Beware of the caveats
While the media has sung the praises of turmeric, it actually has some downsides that are commonly neglected and important to be aware of. According to the University of Maryland Medical Center, if not utilized in moderation, the yellow spice may cause gastrointestinal problems, such as upset stomach and ulcers. It may also lower blood sugar levels, so diabetics should consult a doctor before consuming turmeric supplements. Remember to always consult your doctor before adding any supplements to your daily routine.
Using Turmeric to Spice Up Your Diet
From sauces and smoothies to hummus and chicken, there is no shortage of ways to incorporate this unique spice into your diet. The first thing to know is that you can choose to either use ground turmeric or fresh.

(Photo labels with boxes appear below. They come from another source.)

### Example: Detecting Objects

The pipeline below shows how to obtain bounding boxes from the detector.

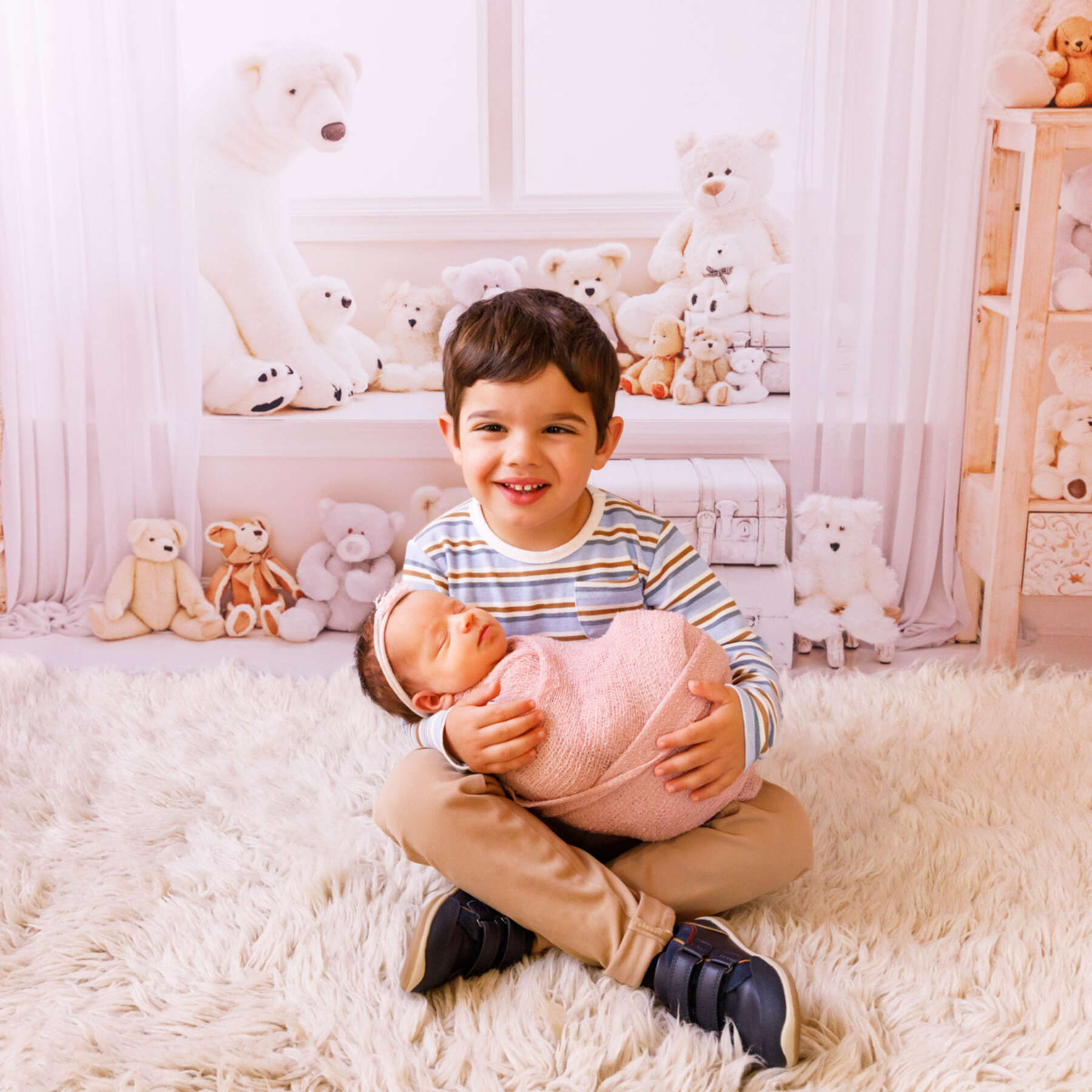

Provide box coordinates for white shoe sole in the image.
[695,916,800,1069]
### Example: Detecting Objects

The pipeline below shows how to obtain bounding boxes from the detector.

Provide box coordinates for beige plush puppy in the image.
[87,520,224,641]
[672,326,732,406]
[621,314,684,399]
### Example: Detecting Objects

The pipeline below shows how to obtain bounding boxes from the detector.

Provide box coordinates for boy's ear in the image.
[439,413,463,467]
[592,417,625,471]
[410,690,456,716]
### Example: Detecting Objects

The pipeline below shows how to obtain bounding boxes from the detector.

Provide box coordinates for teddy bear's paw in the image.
[1062,474,1089,505]
[225,603,258,636]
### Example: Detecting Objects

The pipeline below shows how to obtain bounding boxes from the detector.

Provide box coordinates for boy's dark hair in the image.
[443,288,618,449]
[352,605,423,721]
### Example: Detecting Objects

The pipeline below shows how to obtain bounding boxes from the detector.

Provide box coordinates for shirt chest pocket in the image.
[576,573,644,636]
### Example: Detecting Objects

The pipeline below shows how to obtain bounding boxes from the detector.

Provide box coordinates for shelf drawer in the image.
[1023,512,1092,595]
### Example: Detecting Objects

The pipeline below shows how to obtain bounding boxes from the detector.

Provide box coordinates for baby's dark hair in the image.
[354,605,422,721]
[443,288,619,448]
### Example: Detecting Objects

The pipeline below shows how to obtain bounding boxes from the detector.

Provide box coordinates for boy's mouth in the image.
[494,478,549,505]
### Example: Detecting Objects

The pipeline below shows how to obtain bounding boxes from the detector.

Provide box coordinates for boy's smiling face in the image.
[440,365,622,550]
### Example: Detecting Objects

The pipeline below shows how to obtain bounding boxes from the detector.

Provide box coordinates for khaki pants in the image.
[374,748,811,986]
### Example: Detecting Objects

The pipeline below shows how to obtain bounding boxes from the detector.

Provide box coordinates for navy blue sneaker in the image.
[400,889,535,994]
[644,917,800,1067]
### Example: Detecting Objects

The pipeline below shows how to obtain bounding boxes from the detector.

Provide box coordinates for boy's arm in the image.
[644,522,782,767]
[402,538,471,773]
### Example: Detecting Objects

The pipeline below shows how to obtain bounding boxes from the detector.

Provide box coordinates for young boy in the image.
[371,288,811,1066]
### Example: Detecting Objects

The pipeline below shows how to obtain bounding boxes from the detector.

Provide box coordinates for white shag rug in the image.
[0,656,1092,1092]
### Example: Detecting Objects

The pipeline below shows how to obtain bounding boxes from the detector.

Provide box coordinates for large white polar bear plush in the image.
[190,42,360,413]
[986,0,1092,108]
[615,130,790,356]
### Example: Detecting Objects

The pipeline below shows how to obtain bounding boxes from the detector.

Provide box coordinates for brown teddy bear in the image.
[205,516,303,636]
[621,314,686,399]
[1046,15,1092,106]
[87,520,224,641]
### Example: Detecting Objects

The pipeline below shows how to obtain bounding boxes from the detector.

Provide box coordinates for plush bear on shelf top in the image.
[440,257,527,348]
[538,243,632,354]
[280,497,405,641]
[616,131,789,355]
[376,281,451,391]
[789,494,900,667]
[190,41,362,413]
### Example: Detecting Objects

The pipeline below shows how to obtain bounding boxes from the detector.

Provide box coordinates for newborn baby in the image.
[357,584,762,842]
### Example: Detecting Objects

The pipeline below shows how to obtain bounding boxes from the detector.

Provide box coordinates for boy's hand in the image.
[443,681,546,773]
[654,679,747,803]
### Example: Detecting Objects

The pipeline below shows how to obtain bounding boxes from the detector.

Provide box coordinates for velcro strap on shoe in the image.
[464,918,508,979]
[695,956,750,1031]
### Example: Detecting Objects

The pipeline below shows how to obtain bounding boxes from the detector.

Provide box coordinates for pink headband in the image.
[372,582,420,716]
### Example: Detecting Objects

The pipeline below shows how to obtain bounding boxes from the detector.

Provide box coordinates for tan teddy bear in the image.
[672,326,732,406]
[87,520,224,641]
[621,314,685,399]
[1046,15,1092,106]
[205,516,303,636]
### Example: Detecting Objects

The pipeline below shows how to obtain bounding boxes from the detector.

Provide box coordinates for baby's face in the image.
[386,592,508,712]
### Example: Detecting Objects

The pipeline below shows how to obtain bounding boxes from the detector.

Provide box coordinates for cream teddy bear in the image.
[616,131,790,354]
[1051,165,1092,311]
[188,41,363,413]
[376,281,449,391]
[672,326,732,406]
[440,255,527,348]
[295,276,379,394]
[538,243,633,356]
[1031,342,1092,500]
[620,314,684,399]
[87,520,224,641]
[789,494,900,667]
[687,235,750,319]
[1053,403,1092,504]
[724,348,770,403]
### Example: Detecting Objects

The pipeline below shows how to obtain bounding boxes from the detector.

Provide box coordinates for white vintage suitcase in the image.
[591,459,787,565]
[713,561,795,670]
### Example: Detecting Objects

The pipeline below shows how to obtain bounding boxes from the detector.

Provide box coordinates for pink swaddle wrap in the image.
[467,610,762,842]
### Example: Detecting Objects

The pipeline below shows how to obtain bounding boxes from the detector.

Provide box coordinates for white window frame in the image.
[292,0,684,243]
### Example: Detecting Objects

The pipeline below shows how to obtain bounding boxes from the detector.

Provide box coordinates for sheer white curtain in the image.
[0,0,201,636]
[790,0,988,647]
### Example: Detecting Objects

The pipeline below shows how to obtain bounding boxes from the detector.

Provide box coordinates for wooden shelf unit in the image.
[957,109,1092,666]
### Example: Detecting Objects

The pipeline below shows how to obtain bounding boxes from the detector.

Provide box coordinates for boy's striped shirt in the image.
[403,486,781,769]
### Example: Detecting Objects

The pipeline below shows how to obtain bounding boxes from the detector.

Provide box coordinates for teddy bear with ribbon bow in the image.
[205,516,303,636]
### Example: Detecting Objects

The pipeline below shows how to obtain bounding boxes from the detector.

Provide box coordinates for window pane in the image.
[523,0,808,204]
[178,0,482,199]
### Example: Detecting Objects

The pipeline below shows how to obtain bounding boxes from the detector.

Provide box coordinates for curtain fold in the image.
[789,0,989,647]
[0,0,201,636]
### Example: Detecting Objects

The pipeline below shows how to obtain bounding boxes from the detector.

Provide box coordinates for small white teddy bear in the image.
[687,235,750,319]
[672,326,732,406]
[725,348,770,402]
[1053,404,1092,504]
[295,276,379,394]
[440,255,527,348]
[538,243,633,365]
[789,494,900,667]
[376,281,449,391]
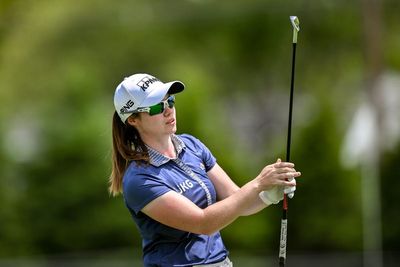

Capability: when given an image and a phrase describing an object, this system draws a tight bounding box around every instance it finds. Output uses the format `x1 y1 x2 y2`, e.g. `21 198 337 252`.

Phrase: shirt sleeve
123 173 171 214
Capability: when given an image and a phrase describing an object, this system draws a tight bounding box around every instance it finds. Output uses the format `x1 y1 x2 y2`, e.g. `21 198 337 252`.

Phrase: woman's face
128 95 177 140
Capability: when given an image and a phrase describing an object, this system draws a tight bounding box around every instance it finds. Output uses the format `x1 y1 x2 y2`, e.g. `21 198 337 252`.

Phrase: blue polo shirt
123 134 228 267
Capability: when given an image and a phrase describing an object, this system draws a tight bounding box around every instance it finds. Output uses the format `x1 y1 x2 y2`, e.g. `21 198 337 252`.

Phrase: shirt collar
146 134 185 167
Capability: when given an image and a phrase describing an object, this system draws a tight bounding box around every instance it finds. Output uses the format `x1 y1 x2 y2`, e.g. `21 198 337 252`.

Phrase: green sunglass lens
149 103 164 116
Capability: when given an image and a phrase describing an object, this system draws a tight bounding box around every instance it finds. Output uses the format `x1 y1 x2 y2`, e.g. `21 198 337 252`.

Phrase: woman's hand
256 159 301 191
259 159 301 205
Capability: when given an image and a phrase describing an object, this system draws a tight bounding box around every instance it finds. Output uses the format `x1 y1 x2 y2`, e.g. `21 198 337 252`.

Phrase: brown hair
108 112 149 196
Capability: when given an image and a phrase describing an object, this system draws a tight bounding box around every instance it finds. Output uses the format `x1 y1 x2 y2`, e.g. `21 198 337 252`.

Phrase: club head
290 16 300 31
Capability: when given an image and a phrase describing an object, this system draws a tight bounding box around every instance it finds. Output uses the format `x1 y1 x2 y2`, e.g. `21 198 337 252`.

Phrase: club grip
279 219 287 266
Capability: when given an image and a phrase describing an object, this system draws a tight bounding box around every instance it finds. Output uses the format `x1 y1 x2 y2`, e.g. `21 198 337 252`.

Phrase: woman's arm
207 163 267 216
142 162 300 234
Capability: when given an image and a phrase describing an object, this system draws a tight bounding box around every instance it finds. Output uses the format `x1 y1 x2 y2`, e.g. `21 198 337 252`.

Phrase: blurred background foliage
0 0 400 264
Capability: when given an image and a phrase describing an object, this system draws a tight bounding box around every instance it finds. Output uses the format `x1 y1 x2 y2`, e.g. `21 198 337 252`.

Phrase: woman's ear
126 116 138 126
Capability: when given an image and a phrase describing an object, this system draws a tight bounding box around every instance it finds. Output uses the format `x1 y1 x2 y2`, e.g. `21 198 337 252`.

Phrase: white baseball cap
114 73 185 122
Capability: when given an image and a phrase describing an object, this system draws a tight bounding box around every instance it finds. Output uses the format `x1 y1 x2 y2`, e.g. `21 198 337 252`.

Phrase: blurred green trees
0 0 400 257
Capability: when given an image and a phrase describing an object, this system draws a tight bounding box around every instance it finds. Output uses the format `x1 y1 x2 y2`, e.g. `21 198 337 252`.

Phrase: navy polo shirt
123 134 228 267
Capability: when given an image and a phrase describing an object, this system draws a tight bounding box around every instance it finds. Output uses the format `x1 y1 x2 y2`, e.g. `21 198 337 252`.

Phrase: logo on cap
137 76 160 92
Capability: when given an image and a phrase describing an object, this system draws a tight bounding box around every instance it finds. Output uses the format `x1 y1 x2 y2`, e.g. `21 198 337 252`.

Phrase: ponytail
108 112 149 196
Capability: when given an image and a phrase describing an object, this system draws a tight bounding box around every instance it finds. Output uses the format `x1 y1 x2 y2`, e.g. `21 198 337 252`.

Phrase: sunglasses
133 95 175 116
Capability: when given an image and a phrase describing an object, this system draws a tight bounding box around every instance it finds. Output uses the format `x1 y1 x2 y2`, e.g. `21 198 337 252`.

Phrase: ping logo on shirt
177 179 193 194
137 76 160 92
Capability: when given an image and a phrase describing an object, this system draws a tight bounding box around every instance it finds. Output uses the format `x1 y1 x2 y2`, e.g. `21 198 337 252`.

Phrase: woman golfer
109 74 300 266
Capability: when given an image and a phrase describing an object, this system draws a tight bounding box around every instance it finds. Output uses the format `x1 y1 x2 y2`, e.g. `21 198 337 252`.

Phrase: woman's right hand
255 159 301 192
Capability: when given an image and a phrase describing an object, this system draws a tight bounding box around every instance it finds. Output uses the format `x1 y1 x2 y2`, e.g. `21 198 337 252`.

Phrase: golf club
279 16 300 267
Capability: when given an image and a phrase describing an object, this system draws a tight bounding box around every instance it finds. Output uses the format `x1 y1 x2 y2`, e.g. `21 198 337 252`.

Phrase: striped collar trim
146 134 185 167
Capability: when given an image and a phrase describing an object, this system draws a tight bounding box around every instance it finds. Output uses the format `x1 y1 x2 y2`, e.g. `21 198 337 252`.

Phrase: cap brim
139 81 185 107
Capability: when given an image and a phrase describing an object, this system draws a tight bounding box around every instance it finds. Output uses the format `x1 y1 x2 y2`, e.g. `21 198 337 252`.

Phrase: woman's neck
143 135 176 159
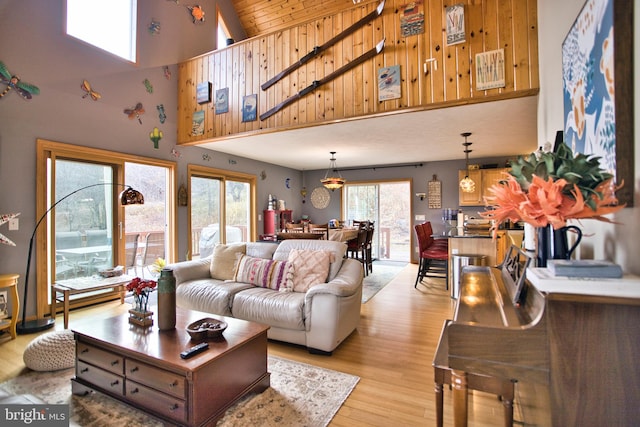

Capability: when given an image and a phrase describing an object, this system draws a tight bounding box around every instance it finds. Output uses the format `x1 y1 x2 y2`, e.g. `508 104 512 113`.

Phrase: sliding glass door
189 165 255 259
342 181 411 262
48 159 116 283
34 139 176 318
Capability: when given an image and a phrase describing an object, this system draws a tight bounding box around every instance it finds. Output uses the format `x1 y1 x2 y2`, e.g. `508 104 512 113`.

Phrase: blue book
547 259 622 279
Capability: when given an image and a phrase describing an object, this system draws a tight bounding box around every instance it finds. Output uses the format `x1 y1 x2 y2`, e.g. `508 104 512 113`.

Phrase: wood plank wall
178 0 539 144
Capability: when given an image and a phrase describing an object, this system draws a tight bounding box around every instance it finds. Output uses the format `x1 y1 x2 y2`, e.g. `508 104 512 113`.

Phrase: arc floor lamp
16 182 144 335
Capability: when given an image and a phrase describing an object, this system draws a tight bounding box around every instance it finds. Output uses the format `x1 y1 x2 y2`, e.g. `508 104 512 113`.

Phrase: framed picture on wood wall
196 82 211 104
562 0 634 206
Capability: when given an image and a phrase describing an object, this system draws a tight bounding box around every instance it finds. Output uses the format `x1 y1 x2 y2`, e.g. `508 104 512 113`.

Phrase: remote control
180 342 209 359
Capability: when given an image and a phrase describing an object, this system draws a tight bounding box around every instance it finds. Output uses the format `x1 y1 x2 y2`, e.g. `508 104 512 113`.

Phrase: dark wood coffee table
72 307 270 427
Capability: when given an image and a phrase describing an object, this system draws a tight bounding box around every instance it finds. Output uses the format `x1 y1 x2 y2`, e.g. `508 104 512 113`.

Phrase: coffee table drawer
76 341 124 375
126 380 187 422
76 360 124 396
125 359 187 399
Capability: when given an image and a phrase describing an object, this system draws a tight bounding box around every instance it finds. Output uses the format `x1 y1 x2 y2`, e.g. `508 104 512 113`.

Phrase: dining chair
364 222 375 273
309 223 329 240
413 221 449 289
284 222 304 233
142 231 166 274
347 228 369 276
124 233 140 275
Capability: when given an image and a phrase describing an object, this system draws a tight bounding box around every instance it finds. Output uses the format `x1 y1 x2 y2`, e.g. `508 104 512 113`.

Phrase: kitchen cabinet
458 168 509 206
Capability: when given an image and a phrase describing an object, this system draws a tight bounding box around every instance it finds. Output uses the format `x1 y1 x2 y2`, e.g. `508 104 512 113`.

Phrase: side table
0 274 20 339
51 275 133 329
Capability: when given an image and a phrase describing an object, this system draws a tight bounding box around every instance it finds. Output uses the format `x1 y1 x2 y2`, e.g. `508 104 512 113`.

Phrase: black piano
434 246 640 427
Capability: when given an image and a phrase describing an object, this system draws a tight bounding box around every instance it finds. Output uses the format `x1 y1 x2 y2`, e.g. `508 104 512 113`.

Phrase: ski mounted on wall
260 39 385 120
260 0 385 90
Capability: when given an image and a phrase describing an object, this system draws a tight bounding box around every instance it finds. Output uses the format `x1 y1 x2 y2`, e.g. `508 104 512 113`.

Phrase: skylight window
67 0 137 62
216 12 231 49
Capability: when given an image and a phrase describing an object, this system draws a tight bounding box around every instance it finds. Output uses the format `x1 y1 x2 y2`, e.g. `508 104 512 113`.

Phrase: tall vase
536 225 582 267
158 268 176 331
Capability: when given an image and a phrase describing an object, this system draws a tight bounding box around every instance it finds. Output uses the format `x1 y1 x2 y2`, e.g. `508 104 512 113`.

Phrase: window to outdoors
124 162 170 276
216 11 231 49
189 165 255 259
35 140 175 317
67 0 137 62
342 181 412 262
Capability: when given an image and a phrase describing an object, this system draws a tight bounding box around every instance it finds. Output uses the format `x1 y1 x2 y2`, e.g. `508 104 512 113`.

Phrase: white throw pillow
209 243 247 280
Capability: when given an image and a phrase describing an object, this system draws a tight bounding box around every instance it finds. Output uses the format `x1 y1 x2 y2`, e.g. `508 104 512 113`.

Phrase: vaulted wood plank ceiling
231 0 364 37
225 0 538 170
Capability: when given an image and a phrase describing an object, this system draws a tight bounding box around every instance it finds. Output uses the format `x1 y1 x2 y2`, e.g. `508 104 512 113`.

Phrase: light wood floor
0 264 521 427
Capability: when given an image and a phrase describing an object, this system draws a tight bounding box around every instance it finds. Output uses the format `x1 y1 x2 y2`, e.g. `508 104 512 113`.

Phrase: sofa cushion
209 243 246 280
273 239 347 281
176 279 253 316
289 249 332 292
234 255 293 292
246 242 278 259
232 287 305 331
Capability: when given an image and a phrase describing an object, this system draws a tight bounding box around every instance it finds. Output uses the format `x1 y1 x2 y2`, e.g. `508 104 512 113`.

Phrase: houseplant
481 143 625 266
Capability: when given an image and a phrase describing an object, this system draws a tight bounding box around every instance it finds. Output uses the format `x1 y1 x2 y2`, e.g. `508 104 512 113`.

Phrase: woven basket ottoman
22 329 76 371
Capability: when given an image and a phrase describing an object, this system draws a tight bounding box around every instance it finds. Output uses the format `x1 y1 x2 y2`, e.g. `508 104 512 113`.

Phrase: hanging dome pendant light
460 132 476 193
320 151 346 191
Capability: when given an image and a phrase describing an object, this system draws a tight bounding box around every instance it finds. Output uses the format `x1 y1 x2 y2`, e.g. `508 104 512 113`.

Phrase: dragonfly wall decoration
124 102 144 124
0 62 40 100
80 80 102 101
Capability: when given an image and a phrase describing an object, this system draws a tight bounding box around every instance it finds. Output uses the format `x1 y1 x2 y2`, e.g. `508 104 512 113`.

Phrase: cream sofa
170 239 363 354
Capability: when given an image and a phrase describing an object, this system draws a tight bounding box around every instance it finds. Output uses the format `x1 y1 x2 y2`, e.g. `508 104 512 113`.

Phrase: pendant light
460 132 476 193
320 151 346 191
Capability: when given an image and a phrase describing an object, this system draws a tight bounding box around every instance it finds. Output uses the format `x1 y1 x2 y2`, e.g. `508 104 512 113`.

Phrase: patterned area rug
362 261 407 304
0 356 359 427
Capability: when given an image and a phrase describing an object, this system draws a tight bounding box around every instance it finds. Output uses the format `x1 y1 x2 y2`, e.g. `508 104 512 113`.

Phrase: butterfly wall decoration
124 102 144 124
80 80 102 101
0 61 40 100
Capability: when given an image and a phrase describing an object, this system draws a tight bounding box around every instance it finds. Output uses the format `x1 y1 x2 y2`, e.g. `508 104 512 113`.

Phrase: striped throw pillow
234 255 293 292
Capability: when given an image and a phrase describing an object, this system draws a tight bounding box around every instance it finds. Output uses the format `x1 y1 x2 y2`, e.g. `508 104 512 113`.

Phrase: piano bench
433 320 515 427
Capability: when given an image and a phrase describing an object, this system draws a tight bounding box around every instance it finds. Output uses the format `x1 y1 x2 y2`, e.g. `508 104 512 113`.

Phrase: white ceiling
200 96 538 170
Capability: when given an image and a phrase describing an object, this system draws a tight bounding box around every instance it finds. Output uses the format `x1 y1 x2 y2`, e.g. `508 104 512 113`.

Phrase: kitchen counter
432 227 493 239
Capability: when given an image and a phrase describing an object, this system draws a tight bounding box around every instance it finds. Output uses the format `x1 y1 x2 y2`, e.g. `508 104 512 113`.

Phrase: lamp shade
320 151 346 191
460 175 476 193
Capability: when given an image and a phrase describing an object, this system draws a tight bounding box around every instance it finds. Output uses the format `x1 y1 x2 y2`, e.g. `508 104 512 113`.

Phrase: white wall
538 0 640 274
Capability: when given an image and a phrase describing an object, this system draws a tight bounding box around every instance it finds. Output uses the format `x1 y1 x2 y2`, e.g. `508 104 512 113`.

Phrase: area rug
362 261 407 304
0 356 359 427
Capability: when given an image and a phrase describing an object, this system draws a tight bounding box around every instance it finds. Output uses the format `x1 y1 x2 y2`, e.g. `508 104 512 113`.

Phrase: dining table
276 232 324 240
329 227 359 243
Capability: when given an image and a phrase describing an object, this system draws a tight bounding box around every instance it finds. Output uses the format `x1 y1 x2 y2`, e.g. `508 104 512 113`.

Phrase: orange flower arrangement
480 144 625 236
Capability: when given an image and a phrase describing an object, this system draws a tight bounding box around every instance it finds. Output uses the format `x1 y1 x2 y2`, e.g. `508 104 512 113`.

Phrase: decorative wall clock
311 187 331 209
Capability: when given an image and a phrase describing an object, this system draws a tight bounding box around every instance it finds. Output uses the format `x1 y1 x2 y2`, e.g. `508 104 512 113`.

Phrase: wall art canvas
378 65 400 101
476 49 505 90
191 111 204 136
216 87 229 114
562 0 633 203
242 93 258 122
400 0 424 37
0 291 9 319
196 82 211 104
446 4 466 46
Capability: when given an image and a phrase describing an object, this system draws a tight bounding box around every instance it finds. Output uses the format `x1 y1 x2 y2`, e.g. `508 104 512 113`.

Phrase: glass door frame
187 164 258 259
35 139 177 319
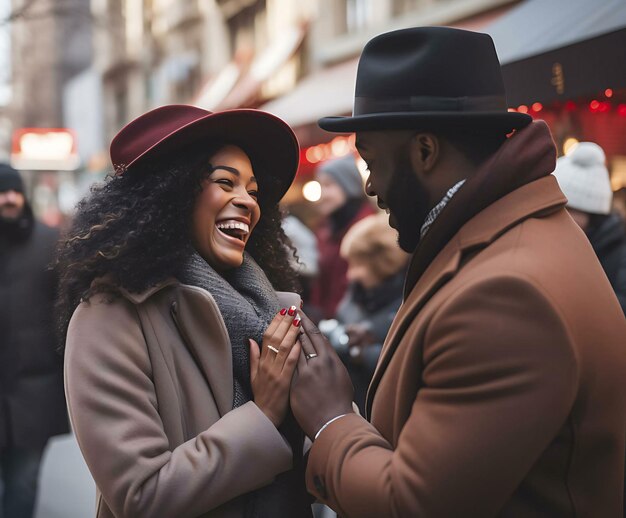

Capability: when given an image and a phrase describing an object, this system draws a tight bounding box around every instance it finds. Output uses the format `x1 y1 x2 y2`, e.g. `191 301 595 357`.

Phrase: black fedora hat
319 27 532 133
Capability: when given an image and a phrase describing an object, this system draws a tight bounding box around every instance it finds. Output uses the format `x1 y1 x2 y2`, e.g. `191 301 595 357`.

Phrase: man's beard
384 150 430 254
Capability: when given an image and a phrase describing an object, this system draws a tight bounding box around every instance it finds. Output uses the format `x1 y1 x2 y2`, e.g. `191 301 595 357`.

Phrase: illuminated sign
11 128 80 171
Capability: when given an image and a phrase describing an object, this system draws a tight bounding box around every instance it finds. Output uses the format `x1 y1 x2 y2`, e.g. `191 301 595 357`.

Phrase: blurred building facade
6 0 624 221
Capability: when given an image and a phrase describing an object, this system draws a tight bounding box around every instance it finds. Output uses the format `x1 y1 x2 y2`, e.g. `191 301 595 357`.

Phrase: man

Using the fresh root is not as common, but if you choose this method you will first need to peel and grate it. Use no more than 1 teaspoon when adding to meat marinades, salad dressings, stir-fry and pies. Because it does not mix as easily as ground turmeric, make sure to do plenty of stirring and allow the flavor to simmer within the entire dish.
All you usually need is 1–2 teaspoons of the ground turmeric to create amazing flavor and beautiful yellow colors. You can blend it into smoothies, soups, lentils or beans, rice dishes and mac and cheese. Another great way to incorporate this spice is as a dip topper, whether for hummus, bean dip or even salsa. The flavor is relatively intense, so use it wisely.